Clustering and Differential Alignment Algorithm: Identification of Early Stage Regulators in the Arabidopsis thaliana Iron Deficiency Response.

  • Alexandr Koryachko,
  • Anna Matthiadis,
  • Durreshahwar Muhammad,
  • Jessica Foret,
  • Siobhan M Brady,
  • Joel J Ducoste,
  • James Tuck,
  • Terri A Long,
  • Cranos Williams

DOI
https://doi.org/10.1371/journal.pone.0136591
Journal volume & issue
Vol. 10, no. 8
p. e0136591

Abstract

Read online

Time course transcriptome datasets are commonly used to predict key gene regulators associated with stress responses and to explore gene functionality. Techniques developed to extract causal relationships between genes from high throughput time course expression data are limited by low signal levels coupled with noise and sparseness in time points. We deal with these limitations by proposing the Cluster and Differential Alignment Algorithm (CDAA). This algorithm was designed to process transcriptome data by first grouping genes based on stages of activity and then using similarities in gene expression to predict influential connections between individual genes. Regulatory relationships are assigned based on pairwise alignment scores generated using the expression patterns of two genes and some inferred delay between the regulator and the observed activity of the target. We applied the CDAA to an iron deficiency time course microarray dataset to identify regulators that influence 7 target transcription factors known to participate in the Arabidopsis thaliana iron deficiency response. The algorithm predicted that 7 regulators previously unlinked to iron homeostasis influence the expression of these known transcription factors. We validated over half of predicted influential relationships using qRT-PCR expression analysis in mutant backgrounds.
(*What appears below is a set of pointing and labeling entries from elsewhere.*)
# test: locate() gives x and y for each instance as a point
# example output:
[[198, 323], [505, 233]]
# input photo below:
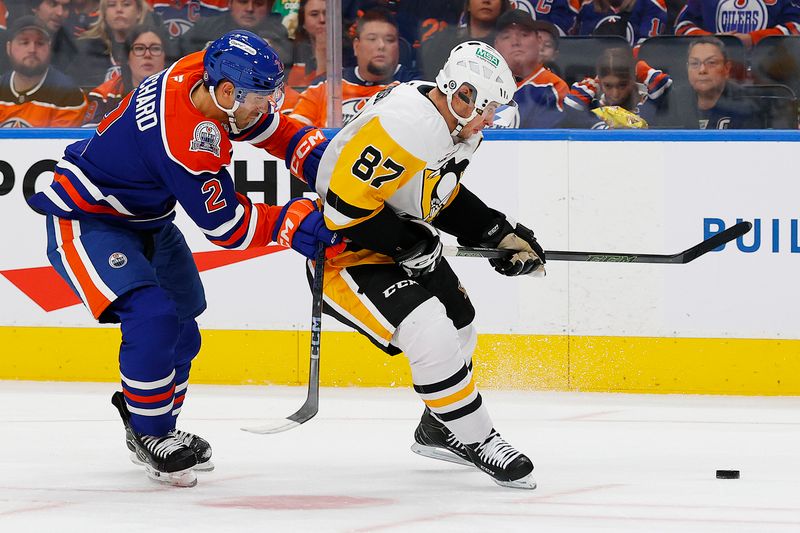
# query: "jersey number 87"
[[365, 165]]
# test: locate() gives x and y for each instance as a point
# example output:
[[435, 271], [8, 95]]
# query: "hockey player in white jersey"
[[390, 181]]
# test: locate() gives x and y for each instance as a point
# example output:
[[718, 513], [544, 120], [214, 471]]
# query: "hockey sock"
[[439, 371], [150, 328], [186, 349]]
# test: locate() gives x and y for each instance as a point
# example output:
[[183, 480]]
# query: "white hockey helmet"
[[481, 67]]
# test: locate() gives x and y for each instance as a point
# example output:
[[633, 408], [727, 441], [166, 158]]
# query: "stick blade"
[[269, 429]]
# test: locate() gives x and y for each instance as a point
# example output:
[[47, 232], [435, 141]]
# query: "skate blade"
[[526, 482], [208, 466], [438, 453], [181, 478]]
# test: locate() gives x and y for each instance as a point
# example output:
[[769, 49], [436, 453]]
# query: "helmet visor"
[[263, 101]]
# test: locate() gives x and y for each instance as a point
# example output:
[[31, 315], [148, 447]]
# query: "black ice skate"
[[507, 466], [434, 440], [201, 447], [166, 459]]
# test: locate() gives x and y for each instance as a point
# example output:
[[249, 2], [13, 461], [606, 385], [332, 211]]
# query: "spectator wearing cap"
[[102, 46], [252, 15], [772, 17], [540, 93], [478, 24], [54, 14], [145, 54], [35, 94], [548, 42], [559, 13], [377, 52], [633, 20]]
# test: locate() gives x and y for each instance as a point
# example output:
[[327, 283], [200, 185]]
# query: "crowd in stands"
[[695, 64]]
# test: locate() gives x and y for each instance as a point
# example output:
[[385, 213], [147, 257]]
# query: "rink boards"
[[726, 323]]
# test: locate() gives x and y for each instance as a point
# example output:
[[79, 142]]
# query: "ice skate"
[[201, 447], [434, 440], [167, 459], [507, 466]]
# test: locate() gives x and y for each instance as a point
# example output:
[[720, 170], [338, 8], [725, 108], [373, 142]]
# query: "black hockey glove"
[[529, 258], [424, 255]]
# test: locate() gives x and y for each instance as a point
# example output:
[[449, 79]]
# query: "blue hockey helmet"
[[246, 60]]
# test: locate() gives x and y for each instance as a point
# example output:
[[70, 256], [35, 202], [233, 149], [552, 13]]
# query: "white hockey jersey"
[[398, 152]]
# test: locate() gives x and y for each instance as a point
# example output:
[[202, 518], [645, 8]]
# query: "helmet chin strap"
[[460, 121], [229, 112]]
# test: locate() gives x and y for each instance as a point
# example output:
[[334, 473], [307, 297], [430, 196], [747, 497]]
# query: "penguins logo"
[[438, 186]]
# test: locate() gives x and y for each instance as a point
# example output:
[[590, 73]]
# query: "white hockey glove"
[[529, 259], [423, 257]]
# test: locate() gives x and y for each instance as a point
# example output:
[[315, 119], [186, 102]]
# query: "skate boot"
[[507, 466], [201, 447], [434, 440], [166, 459]]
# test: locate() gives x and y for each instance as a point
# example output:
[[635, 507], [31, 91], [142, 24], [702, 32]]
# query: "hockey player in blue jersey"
[[110, 233]]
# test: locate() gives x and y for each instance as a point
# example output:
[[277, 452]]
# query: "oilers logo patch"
[[206, 138], [16, 123], [527, 7], [117, 260], [741, 16]]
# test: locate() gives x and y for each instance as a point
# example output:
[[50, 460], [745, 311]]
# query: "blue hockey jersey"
[[156, 149], [759, 18]]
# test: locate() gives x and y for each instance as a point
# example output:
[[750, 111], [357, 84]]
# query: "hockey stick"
[[679, 258], [311, 405]]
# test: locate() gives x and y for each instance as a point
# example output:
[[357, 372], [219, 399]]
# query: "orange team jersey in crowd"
[[312, 107], [54, 103], [103, 99]]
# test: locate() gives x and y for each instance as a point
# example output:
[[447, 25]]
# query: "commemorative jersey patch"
[[206, 138], [117, 260]]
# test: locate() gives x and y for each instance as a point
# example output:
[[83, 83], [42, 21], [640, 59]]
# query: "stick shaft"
[[686, 256]]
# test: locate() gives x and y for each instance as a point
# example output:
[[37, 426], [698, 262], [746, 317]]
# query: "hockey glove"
[[529, 257], [300, 225], [423, 257], [655, 80]]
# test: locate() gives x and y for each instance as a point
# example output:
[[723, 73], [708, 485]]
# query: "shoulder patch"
[[206, 138]]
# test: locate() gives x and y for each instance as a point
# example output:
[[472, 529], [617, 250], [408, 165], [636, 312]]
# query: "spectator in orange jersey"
[[252, 15], [310, 49], [480, 17], [146, 54], [377, 54], [540, 93], [34, 94]]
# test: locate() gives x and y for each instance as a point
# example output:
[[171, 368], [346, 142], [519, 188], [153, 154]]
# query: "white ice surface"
[[604, 462]]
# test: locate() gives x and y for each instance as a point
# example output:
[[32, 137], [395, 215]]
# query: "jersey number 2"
[[365, 165], [213, 202]]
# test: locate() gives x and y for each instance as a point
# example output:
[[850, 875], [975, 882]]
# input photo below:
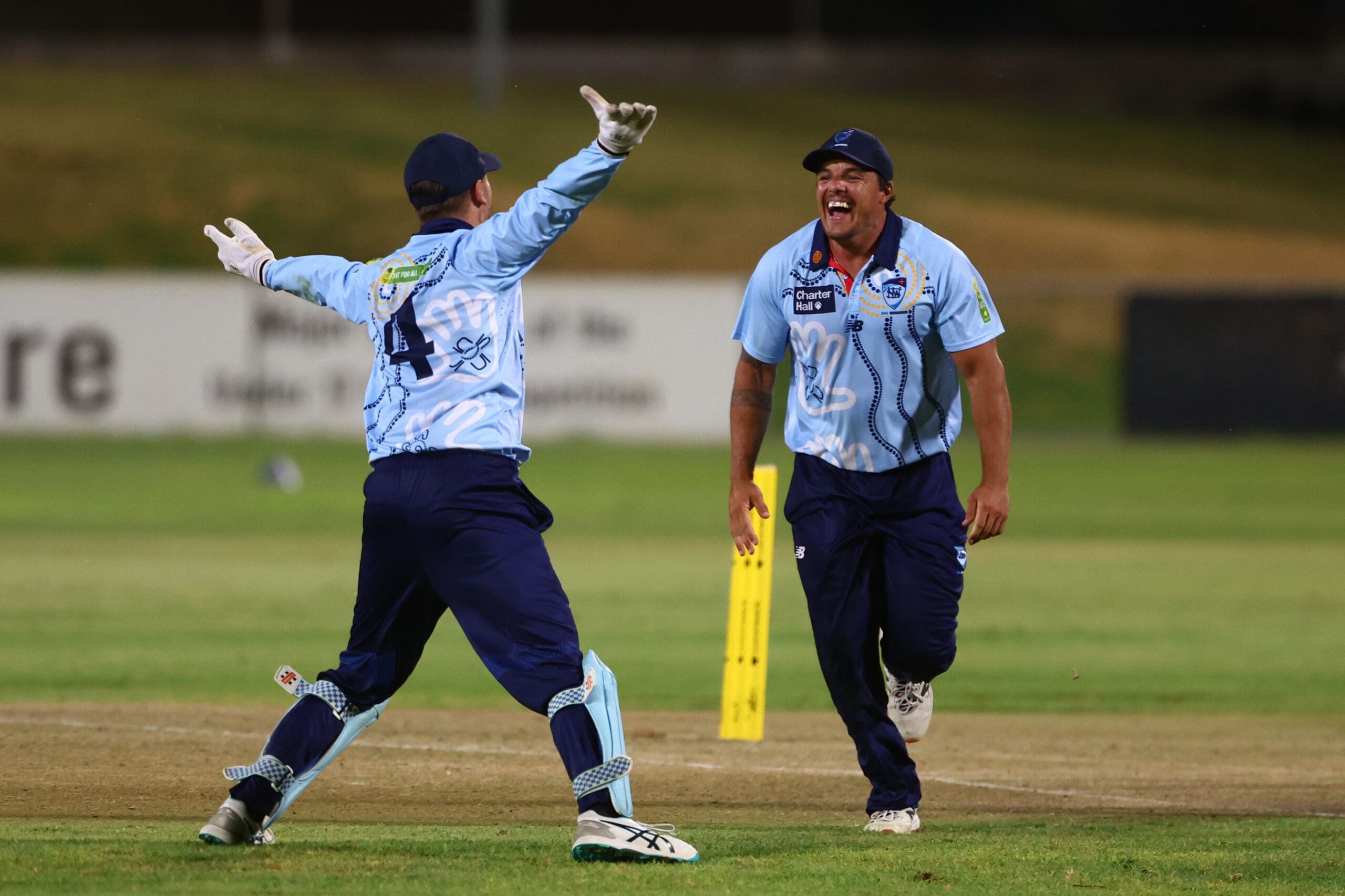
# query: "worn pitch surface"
[[472, 767]]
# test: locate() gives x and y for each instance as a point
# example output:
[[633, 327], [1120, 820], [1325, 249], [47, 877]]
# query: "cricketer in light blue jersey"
[[446, 315], [873, 385], [883, 317], [448, 523]]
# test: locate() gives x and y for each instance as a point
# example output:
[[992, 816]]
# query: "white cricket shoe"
[[909, 705], [895, 821], [625, 840], [232, 825]]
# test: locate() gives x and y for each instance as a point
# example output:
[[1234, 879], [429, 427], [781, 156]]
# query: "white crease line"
[[506, 751], [1047, 758]]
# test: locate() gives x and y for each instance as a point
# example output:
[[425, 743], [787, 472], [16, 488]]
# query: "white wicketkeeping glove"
[[620, 127], [243, 253]]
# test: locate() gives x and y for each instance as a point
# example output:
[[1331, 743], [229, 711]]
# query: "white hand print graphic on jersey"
[[446, 413], [829, 447], [466, 334], [818, 353]]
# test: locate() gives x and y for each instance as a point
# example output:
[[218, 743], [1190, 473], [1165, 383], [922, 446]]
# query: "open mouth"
[[840, 209]]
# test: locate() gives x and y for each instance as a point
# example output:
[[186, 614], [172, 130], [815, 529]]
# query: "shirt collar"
[[885, 253], [443, 225]]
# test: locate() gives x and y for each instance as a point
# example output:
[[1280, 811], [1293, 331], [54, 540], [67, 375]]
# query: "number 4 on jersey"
[[417, 350]]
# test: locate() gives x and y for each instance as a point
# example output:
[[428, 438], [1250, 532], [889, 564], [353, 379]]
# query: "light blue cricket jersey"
[[446, 314], [873, 384]]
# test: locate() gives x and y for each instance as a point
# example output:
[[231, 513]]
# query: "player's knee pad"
[[599, 697], [280, 775]]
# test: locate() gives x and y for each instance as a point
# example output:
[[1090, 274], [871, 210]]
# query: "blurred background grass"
[[1166, 576]]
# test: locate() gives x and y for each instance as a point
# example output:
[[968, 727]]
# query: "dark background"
[[1302, 23]]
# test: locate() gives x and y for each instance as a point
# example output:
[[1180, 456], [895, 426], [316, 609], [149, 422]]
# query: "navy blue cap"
[[857, 145], [450, 161]]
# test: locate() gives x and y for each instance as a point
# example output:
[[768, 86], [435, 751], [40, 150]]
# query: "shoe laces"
[[662, 829], [908, 693]]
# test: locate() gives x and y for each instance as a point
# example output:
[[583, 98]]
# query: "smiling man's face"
[[851, 200]]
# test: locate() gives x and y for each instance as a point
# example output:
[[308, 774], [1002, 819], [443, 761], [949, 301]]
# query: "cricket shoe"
[[909, 705], [232, 825], [894, 821], [625, 840]]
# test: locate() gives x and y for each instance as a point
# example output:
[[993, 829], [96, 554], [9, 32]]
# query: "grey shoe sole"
[[602, 853]]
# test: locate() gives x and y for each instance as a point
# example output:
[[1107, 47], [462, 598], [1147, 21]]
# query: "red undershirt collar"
[[845, 275]]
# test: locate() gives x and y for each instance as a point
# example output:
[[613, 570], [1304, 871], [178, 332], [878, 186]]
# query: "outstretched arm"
[[323, 280], [750, 412], [513, 241], [988, 506]]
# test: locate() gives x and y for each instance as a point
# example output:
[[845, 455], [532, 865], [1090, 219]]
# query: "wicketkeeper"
[[880, 315], [448, 524]]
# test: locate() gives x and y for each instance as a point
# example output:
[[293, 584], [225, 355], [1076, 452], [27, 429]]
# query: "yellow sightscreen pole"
[[743, 711]]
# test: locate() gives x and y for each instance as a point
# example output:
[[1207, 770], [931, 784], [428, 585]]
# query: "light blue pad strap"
[[599, 697], [280, 775], [354, 725], [565, 699], [325, 691], [604, 775]]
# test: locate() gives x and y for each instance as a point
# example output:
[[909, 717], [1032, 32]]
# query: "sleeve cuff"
[[976, 341]]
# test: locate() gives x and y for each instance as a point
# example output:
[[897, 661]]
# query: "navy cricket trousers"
[[458, 530], [878, 552], [452, 530]]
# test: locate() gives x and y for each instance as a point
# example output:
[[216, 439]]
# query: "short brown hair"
[[447, 209]]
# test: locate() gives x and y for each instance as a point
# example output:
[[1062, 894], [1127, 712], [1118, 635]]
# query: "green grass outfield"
[[1166, 576], [1171, 576], [121, 167], [1002, 856]]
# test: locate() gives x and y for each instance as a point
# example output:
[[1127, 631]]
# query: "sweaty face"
[[851, 200], [490, 197]]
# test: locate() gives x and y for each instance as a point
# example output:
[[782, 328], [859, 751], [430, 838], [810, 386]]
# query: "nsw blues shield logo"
[[895, 291]]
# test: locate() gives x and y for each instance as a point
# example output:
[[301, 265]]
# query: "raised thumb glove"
[[620, 127], [243, 253]]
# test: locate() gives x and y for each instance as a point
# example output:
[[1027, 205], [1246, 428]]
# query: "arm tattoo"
[[751, 399], [752, 362]]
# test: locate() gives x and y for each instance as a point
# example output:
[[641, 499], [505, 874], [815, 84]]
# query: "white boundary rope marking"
[[508, 751]]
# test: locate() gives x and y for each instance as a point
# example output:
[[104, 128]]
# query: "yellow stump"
[[743, 711]]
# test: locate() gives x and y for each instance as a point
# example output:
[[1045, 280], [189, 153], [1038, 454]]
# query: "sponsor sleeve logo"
[[813, 300], [411, 274], [981, 302]]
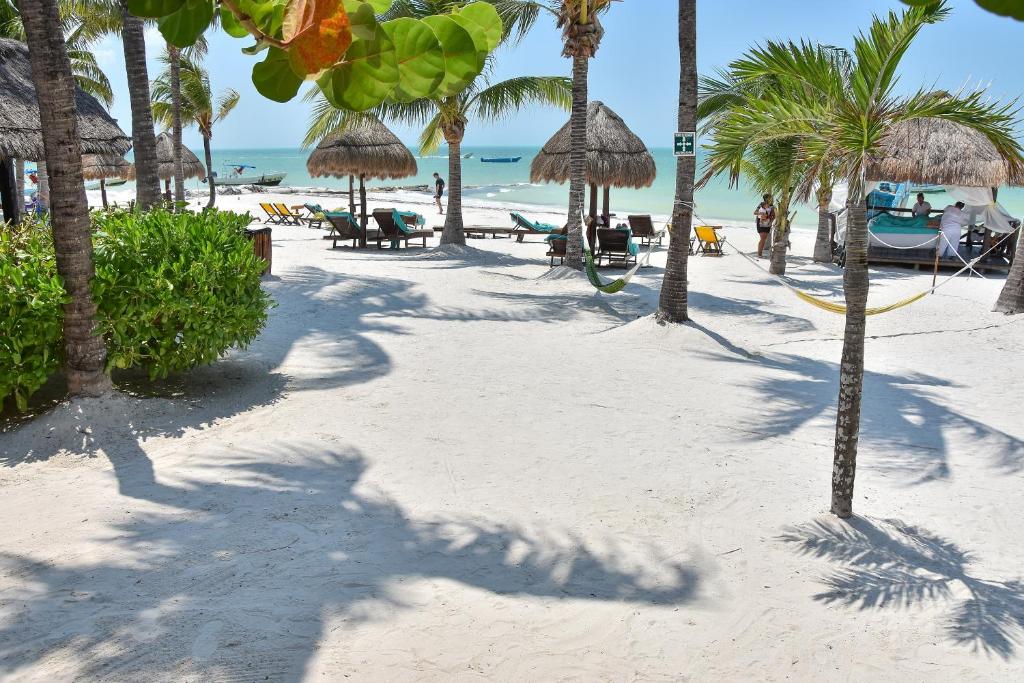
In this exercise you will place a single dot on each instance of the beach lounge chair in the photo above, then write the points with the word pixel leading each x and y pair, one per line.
pixel 614 246
pixel 643 229
pixel 397 226
pixel 343 226
pixel 709 241
pixel 287 217
pixel 530 226
pixel 556 248
pixel 271 213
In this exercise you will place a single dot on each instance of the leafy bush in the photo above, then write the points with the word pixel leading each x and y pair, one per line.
pixel 176 290
pixel 173 291
pixel 31 296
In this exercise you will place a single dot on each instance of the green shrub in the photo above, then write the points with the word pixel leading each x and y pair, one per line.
pixel 175 291
pixel 31 296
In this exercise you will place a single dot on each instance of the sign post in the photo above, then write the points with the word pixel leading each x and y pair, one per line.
pixel 685 144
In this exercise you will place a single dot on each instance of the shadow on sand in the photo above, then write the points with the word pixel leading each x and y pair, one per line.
pixel 886 564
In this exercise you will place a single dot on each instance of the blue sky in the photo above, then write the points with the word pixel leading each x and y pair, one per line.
pixel 636 71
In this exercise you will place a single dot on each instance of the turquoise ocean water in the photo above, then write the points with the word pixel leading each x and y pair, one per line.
pixel 510 183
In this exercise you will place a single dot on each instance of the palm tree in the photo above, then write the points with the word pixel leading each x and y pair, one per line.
pixel 582 35
pixel 143 136
pixel 54 84
pixel 197 107
pixel 672 306
pixel 445 119
pixel 841 125
pixel 1011 299
pixel 83 23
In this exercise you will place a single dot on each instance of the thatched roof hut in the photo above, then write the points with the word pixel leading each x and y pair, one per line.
pixel 190 164
pixel 943 153
pixel 615 157
pixel 20 133
pixel 98 167
pixel 368 150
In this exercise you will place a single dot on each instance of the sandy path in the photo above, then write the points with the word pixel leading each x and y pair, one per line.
pixel 458 469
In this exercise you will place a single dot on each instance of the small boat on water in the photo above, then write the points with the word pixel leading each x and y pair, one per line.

One predicted regulator-target relationship was shown to be a direct binding interaction according to yeast one-hybrid (Y1H) analysis. These results serve as a proof of concept emphasizing the utility of the CDAA for identifying unknown or missing nodes in regulatory cascades, providing the fundamental knowledge needed for constructing predictive gene regulatory networks. We propose that this tool can be used successfully for similar time course datasets to extract additional information and infer reliable regulatory connections for individual genes.